The recent coverage sparked by the NHS Confederation publication about the paucity of diversity amongst NHS non-executives tells us three things:

  • Evidence tells us we are not doing as well as we should to ensure diversity in non-executive appointments. We need to fast track some of the progress beginning to be made through programmes such as the 50/50 by 20/20 women board representation programme and the Workforce Race Equality standard (WRES) where BME non-executives in London have increased from 19 in 2015 to over 50 in 2019. Such programmes require robust processes and practical leadership and organisational commitment to make change happen.
  • Responsibility for non-executive appointments are largely made at a local level. We need to ensure that support is available for leaders to do the right things in appointing diverse non-executive leaders particularly as Trust Chairs.

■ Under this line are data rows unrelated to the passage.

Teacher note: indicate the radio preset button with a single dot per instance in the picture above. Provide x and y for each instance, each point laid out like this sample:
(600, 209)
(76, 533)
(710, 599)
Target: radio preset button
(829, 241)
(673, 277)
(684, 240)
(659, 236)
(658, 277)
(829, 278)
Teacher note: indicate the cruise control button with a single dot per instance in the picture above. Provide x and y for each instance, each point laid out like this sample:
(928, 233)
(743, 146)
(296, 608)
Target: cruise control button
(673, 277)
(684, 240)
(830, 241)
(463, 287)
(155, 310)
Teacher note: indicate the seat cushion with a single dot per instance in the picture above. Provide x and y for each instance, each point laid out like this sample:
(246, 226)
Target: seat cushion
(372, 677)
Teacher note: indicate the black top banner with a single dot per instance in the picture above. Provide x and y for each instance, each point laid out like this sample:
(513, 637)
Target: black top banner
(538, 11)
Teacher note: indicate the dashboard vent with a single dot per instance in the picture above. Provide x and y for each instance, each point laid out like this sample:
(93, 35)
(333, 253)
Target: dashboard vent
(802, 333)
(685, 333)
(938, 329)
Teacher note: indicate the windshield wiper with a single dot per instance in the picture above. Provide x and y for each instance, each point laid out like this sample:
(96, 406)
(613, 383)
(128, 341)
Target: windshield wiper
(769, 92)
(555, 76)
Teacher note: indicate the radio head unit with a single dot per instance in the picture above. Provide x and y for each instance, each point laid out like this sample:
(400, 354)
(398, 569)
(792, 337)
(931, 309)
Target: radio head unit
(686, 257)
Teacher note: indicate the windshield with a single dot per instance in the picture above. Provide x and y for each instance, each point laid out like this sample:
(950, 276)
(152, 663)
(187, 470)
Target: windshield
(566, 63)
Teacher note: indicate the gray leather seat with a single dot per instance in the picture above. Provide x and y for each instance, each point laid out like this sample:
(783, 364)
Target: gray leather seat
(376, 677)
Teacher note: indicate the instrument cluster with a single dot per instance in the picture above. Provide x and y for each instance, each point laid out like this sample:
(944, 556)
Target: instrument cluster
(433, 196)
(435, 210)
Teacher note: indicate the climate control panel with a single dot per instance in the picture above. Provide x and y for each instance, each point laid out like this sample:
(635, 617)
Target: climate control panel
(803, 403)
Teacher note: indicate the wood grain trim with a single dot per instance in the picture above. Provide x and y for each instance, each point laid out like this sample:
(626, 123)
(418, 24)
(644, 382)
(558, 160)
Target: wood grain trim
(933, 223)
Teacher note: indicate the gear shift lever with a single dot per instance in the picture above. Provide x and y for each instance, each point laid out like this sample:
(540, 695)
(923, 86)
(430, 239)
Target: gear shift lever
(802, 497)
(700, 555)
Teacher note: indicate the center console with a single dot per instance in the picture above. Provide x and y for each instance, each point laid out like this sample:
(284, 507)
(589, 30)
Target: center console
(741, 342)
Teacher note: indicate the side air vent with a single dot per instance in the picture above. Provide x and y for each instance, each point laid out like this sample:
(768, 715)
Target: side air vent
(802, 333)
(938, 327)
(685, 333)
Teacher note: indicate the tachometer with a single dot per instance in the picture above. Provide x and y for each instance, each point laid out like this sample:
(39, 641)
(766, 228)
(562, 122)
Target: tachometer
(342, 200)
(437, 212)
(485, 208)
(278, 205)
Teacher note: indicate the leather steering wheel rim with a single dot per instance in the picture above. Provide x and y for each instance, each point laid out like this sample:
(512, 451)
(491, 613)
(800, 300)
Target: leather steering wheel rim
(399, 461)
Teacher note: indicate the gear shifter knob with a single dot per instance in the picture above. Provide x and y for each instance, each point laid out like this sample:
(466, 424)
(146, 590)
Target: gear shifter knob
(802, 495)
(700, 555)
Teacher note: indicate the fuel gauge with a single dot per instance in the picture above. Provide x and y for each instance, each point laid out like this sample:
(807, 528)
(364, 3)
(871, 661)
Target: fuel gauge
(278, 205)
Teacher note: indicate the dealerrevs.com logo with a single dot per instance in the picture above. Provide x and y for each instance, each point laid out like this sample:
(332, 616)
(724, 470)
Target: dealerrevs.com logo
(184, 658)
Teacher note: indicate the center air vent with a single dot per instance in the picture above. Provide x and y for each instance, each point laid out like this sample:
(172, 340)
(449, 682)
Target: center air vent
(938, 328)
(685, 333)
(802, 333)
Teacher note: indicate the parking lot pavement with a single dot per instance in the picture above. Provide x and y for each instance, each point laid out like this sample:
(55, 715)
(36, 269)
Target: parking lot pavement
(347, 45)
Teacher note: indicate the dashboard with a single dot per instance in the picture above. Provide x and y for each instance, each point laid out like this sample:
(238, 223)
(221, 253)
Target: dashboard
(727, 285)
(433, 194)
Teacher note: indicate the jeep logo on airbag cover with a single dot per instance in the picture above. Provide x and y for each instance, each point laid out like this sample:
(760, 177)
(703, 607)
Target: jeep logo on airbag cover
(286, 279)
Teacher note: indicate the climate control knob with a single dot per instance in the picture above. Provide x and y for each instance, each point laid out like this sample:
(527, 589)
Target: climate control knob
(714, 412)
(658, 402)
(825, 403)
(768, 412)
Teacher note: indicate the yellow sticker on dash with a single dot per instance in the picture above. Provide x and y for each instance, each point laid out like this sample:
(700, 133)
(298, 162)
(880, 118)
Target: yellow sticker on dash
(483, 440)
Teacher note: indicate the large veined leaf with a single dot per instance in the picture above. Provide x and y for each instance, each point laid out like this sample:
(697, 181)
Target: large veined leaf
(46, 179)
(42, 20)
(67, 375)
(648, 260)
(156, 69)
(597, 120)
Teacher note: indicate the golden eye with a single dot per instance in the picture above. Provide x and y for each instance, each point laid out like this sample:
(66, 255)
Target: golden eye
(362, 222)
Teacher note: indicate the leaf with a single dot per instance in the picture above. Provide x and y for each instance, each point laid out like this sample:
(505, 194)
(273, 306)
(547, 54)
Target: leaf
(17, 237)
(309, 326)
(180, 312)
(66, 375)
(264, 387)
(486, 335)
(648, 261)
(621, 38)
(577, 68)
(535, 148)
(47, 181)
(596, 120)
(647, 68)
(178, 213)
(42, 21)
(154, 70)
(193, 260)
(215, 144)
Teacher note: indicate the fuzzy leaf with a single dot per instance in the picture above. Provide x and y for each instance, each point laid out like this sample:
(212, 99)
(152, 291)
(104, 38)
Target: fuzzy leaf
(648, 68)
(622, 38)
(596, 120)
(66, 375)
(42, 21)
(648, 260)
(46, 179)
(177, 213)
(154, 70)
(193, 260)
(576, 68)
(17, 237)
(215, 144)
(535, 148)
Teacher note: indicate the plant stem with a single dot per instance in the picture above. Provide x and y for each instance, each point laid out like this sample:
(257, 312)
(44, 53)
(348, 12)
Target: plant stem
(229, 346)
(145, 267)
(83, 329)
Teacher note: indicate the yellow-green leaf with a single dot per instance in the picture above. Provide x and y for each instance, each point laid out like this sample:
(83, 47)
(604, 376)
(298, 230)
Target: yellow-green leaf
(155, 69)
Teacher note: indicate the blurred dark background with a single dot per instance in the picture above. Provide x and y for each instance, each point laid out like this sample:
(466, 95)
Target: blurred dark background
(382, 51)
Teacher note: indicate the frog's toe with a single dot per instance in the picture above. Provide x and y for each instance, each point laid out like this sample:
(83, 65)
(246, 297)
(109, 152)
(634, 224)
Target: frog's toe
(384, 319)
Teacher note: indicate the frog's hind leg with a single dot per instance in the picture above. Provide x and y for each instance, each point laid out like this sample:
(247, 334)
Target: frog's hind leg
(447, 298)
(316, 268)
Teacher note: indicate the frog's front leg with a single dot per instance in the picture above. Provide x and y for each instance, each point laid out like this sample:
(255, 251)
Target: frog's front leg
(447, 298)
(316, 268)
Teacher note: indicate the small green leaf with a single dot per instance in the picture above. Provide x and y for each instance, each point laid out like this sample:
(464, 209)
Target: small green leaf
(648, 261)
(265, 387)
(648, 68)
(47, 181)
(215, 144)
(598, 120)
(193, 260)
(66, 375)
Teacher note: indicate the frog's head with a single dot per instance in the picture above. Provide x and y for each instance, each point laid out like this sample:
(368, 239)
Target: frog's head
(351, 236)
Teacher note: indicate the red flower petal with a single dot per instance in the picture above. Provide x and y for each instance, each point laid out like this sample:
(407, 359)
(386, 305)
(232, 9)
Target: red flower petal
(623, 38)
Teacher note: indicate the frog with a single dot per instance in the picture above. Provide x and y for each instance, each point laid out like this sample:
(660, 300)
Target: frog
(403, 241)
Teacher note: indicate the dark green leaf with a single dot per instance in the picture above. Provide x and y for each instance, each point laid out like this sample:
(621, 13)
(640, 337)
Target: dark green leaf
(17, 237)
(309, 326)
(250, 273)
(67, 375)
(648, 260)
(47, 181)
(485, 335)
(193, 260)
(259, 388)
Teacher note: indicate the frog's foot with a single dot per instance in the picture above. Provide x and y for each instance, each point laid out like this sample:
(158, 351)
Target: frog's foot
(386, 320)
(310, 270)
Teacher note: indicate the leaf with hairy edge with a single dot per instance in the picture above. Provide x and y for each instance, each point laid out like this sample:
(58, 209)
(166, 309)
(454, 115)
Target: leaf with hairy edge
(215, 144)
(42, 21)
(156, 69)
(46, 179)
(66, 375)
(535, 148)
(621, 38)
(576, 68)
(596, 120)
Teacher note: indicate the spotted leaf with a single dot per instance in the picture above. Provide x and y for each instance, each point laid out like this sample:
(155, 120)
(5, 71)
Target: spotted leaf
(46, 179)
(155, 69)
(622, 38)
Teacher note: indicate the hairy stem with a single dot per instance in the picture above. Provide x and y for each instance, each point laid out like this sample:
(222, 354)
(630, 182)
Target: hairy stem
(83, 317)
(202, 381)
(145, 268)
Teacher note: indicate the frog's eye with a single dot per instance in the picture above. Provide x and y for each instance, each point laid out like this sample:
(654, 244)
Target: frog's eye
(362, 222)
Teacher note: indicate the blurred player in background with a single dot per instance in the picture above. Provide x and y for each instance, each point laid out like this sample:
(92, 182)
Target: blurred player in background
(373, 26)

  • Never before has a national NHS strategy set the stage for ensuring BME non-executives and executives are appointed. The NHS Plan through the Model Employer Strategy is an important  guide in this respect. However, the process for non-executive appointments needs to be strengthened and it needs to be independent. Again the evidence tells us that success follows such an approach.

Future system leadership requires understanding and experience of integration in its broadest sense. Therefore the time for independent appointments from a diverse leadership pool is now and action must follow commitment, appointing diverse leaders working across sectors and within the various national bodies. The NHS Plan rightly promotes local leadership and the appointment of diverse non-executives is a significant area where local leaders can make a difference.